3 maanden later kwamen we op een punt dat we allebei zeiden dat op z'n minst een verantwoordelijke van haar familie het moest weten.. we vonden allebei dat die tijd was gekomen. We begonnen met haar zus.. die het totaal niet had verwacht maar wel accepteerde. Ze vertelde wel dat hun ouders deze moslim/hindoe kwestie niet zouden accepteren. 

paar weken later liepen we in het winkelcentrum. Betrapt door d'r moeder.. ze stonden ong. 10 min. te praten en ze zei ik moet naar huis ik bel je later...alleen ze belde niet. Ik belde haar, d'r telefoon stond uit. Ik had de volgende dag gespijbeld om d'r op school op te wachten.. maar ze kwam niet. Ik wachtte tijdens pauzes, na schooltijd en d'r vriendinnen wisten ook niks. Die avond belt een jongen mij, haar neef. Hij wilde met mij "praten". We spraken af, ik kwam alleen.. hij stond daar met een groep. Hij dreigde me, vertelde dat ik nooit meer bij haar in de buurt mocht komen, en als dat wel gebeurde dat het heel slecht met mij zou aflopen. Ik schoof die dreigement opzij en stond die hele week nog elke dag na schooltijd voor d'r school te wachten, maar de rest van de week was ze "ziek" en telefoon uit. Ik wist niet meer wat ik moest doen. Ik besloot een dag om via haar zus te communiceren. Ik wachtte d'r 's ochtends op bij de bushalte, ik had een brief geschreven en vroeg of ze die aan haar wilde geven. Ik stelde veel vragen in die brief en ook de vraag of ze me een brief terug wilde schrijven. D'r zus belde mij die avond en zei "check je e-mail". Ze schreef me.. ze vertelde wat er allemaal was gebeurd. Ze was mishandeld door d'r vader, uitgemaakt voor hoer. Was die week opgesloten in d'r kamer en heeft elke dag gehuild. Ze zou vanaf de week daarop weer naar school gaan, maar d'r vader had d'r gedreigd dat als ze nog 1 x met mij betrapt zou worden, dat het haar dood zou worden. Sindsdien werd ik ook vaker telefonisch gewaarschuwd door een anoniem persoon. D'r zus moest d'r sindsdien elke dag van school halen. Maar van haar mocht het gelukkig nog wel, af en toe gingen we met z'n 3en wat doen. Naar de bios ofso. D'r zus moest er altijd bij zijn voor et geval dat ze telefonisch gecontroleerd worden door hun ouders. We vonden het erg maar het kon niet anders.. we zagen elkaar gemiddeld 1 dagje per week een paar uurtjes lang. 

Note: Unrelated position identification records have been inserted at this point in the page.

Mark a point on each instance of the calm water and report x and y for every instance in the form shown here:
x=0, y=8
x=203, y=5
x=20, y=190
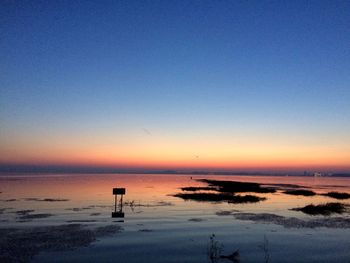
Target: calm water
x=159, y=227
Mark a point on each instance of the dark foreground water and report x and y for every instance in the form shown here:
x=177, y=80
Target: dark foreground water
x=158, y=227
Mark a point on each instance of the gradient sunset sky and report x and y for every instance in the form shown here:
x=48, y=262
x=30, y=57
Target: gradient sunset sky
x=176, y=84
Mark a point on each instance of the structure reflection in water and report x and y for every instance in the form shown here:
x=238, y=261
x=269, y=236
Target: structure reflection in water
x=118, y=204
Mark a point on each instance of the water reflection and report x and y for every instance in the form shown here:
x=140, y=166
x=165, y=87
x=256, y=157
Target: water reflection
x=118, y=204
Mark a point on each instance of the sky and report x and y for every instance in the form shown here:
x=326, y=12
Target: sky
x=176, y=84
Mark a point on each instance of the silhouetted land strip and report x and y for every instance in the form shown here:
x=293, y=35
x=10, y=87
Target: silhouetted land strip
x=237, y=187
x=198, y=188
x=322, y=209
x=338, y=195
x=292, y=222
x=300, y=192
x=22, y=244
x=220, y=197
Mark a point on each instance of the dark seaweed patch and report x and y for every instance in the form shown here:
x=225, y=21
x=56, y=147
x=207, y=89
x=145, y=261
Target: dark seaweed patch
x=238, y=187
x=300, y=192
x=292, y=222
x=220, y=197
x=199, y=188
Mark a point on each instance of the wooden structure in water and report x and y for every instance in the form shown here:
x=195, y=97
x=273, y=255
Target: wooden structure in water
x=118, y=204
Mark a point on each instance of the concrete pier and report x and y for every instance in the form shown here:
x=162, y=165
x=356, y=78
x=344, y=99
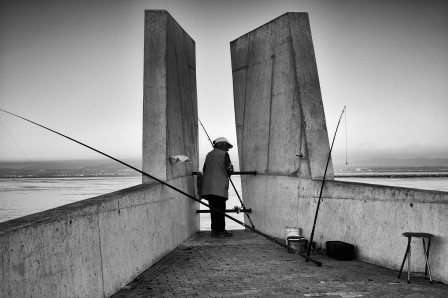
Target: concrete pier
x=282, y=135
x=94, y=247
x=248, y=265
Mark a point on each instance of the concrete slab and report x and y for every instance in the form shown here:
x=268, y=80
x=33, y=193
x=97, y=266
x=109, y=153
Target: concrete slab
x=248, y=265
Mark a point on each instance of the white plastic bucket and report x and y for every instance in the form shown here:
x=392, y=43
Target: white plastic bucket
x=291, y=232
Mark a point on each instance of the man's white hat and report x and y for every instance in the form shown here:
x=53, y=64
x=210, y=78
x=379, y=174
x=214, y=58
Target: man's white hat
x=222, y=139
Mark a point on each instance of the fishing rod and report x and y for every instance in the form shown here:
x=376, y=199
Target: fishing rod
x=322, y=187
x=230, y=179
x=176, y=189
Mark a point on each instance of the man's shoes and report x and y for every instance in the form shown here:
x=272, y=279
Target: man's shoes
x=225, y=234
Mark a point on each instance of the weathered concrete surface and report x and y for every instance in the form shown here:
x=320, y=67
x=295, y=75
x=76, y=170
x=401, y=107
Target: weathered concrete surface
x=279, y=114
x=170, y=110
x=248, y=265
x=373, y=218
x=278, y=105
x=94, y=247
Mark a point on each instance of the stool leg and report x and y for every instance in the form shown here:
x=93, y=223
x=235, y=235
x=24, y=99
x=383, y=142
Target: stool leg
x=404, y=259
x=426, y=253
x=409, y=261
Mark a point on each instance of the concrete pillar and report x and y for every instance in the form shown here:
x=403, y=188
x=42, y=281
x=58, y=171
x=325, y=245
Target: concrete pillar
x=169, y=98
x=279, y=116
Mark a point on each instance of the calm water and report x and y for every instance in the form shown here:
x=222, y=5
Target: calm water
x=20, y=197
x=428, y=183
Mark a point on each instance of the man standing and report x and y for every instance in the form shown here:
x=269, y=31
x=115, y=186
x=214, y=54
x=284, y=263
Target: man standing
x=215, y=184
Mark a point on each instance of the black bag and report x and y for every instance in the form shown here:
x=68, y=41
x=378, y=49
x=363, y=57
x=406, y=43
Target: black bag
x=340, y=250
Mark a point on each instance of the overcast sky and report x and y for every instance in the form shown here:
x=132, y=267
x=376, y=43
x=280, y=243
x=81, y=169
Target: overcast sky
x=77, y=67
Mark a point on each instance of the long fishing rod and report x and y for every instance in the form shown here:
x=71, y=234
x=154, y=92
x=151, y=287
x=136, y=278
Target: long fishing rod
x=176, y=189
x=230, y=179
x=322, y=186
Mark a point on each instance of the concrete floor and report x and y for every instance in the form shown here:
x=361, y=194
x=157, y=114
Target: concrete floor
x=248, y=265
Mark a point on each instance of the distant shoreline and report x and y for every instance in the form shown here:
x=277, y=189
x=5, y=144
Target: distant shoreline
x=73, y=176
x=392, y=175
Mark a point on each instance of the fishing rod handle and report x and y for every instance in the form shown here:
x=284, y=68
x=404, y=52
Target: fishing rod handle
x=235, y=173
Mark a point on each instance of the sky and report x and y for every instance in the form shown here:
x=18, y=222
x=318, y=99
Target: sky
x=77, y=67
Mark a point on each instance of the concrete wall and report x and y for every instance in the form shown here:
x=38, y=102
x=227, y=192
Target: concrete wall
x=278, y=105
x=170, y=112
x=279, y=115
x=94, y=247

Onze tijd samen was zeldzaam dus we besteedden het niet aan onze problemen maar na een tijdje moest het wel.. hoe moest dit nu verder..?? Ze zei dat ze van me hield, dat ze me niet kwijt wou maar d'r familie ook niet. Dat ze niet kon kiezen maar dat ze d'r ouders wel kwalijk nam dat ze haar dit aandoen en dat ze dit eigelijk had kunnen zien aankomen. Ze zei ook dat ze me niet liet gaan en dat we door zouden vechten. Dat ze het huis uit kon gaan en bij een vriendin op kamers kon gaan wonen maar dat wilde ik niet want dat zou de situatie alleen maar meer opfocken. Ik wilde dat ze d'r opleiding afmaakte. Ik zou hetzelfde doen en daarna zouden we serieuze kansen hebben om op eigen benen er wat van te maken. Ik was zooo blij dat ze dat zei want in dit soort drama's was dit meestal het einde. 

Ze kreeg langzamerhand iets meer vrijheid waardoor ik d'r weer kon bellen, afspreken nog wel steeds met d'r zus in de buurt maja.. met een blik op de toekomst hadden we er een goed gevoel bij. Iets minder dan een maand later besloten we een dagje naar Amsterdam te gaan. Met d'r zus erbij zou het zowiezo geen probleem zijn. Tot we ineens een vriend van d'r vader tegenkwamen.. die op het eerste gezicht heel vriendelijk deed. Ze zei namelijk dat ik een klasgenoot was en dat we voor een project de stad in moesten. Maar die vriend belde d'r vader. Toen ze thuis kwam brak de hel bij haar los. D'r zus belde me de volgende dag op, vertelde wat er was gebeurd, ze was zelf ook mishandeld omdat ze meewerkte. Ze vertelde me dat ik contact voorlopig kon vergeten en dat ze zelf contact met me zou opnemen. Wie kon die jongen in de stad natuurlijk anders zijn dan ik..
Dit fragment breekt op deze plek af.